Jon Cooper told The Washington Times
that he was in the middle of drafting a fundraising email to send to 10,000 different individuals to solicit donations for Clinton when he said he realized he "just couldn't do it."
Cooper, an openly gay man who was a bundler for President Barack Obama's campaigns, was recruited by team Clinton as part of its elite group of early fundraisers called "HillStarters."
But he said that Clinton's lack of answers on foreign donations accepted by the Clinton Foundation
during her tenure at the State Department, the private server she kept her emails on while secretary of state, and her seemingly wavering commitment to liberal issues such as gay marriage and increasing the minimum wage are holding him back from throwing his full support behind her campaign.
"It's just the drip, drip, drip that is a little concerning, and I just wish that there would have been a more forceful response from the Clinton campaign to some of this," Cooper told The Times.
"I'm not saying there are any inherent weakness[es] in Hillary as a candidate, but there are some valid questions that are being raised by good people, and I think we need to have better answers to some of these questions," the New York businessman said.

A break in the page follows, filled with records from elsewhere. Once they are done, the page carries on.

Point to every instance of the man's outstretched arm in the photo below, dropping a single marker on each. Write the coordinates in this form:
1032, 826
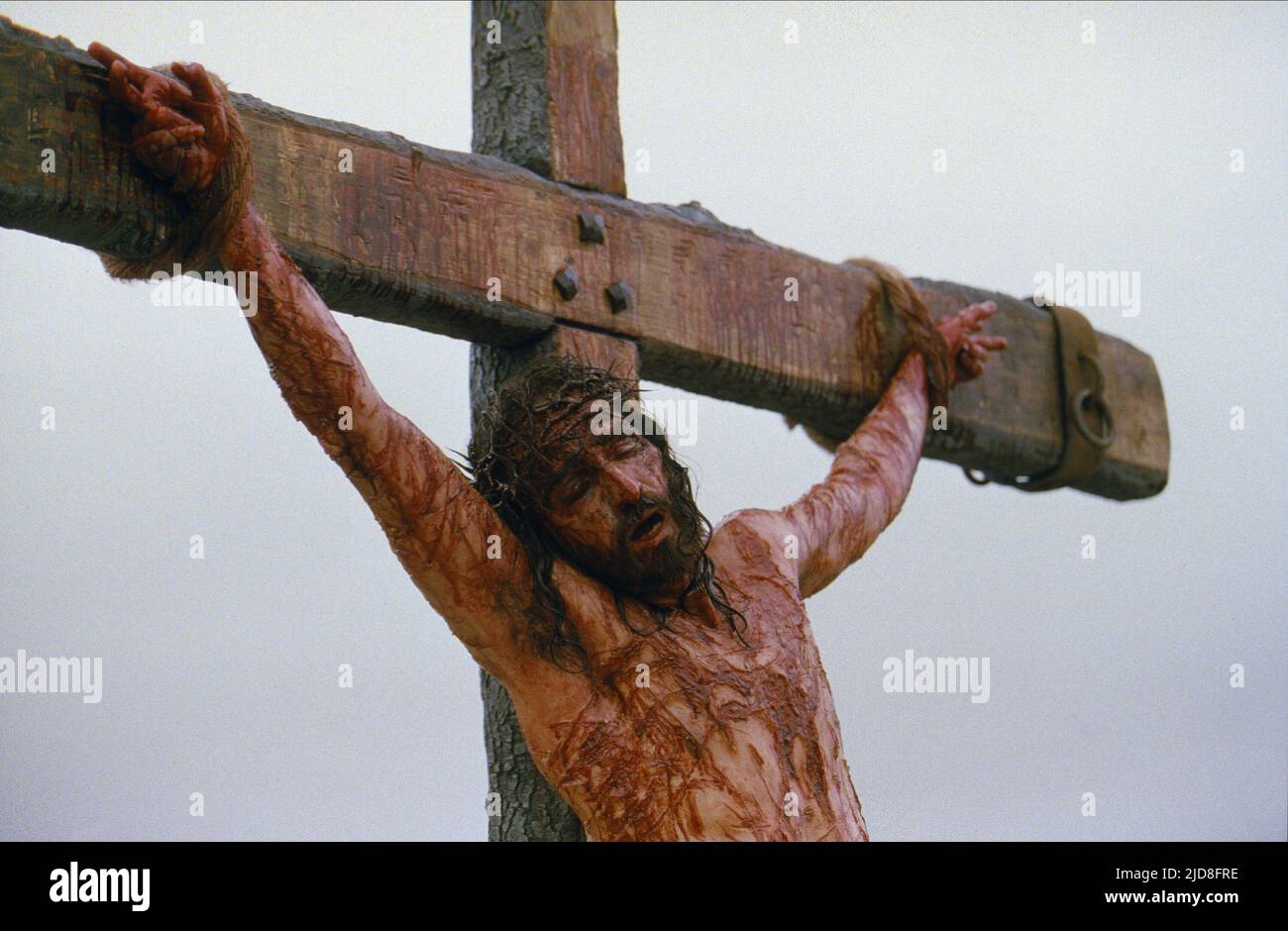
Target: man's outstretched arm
841, 517
437, 523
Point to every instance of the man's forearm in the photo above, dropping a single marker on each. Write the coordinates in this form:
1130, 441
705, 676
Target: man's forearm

"I would have hoped there would have been a strong and forceful and complete and detailed response to the questions that were raised," he said.
"That's a sign that they still need to do a bit of a better job in the top organizational structure of the campaign. They don't really have complete answers to these questions."
Despite Cooper's public reservations, he says that it doesn't mean he can't support Clinton at some point in the future, especially if she becomes the Democratic nominee.
However, the Times said that it does reflect the growing reservations about Clinton's campaign within the Democratic Party, and the call for someone to challenge her nomination.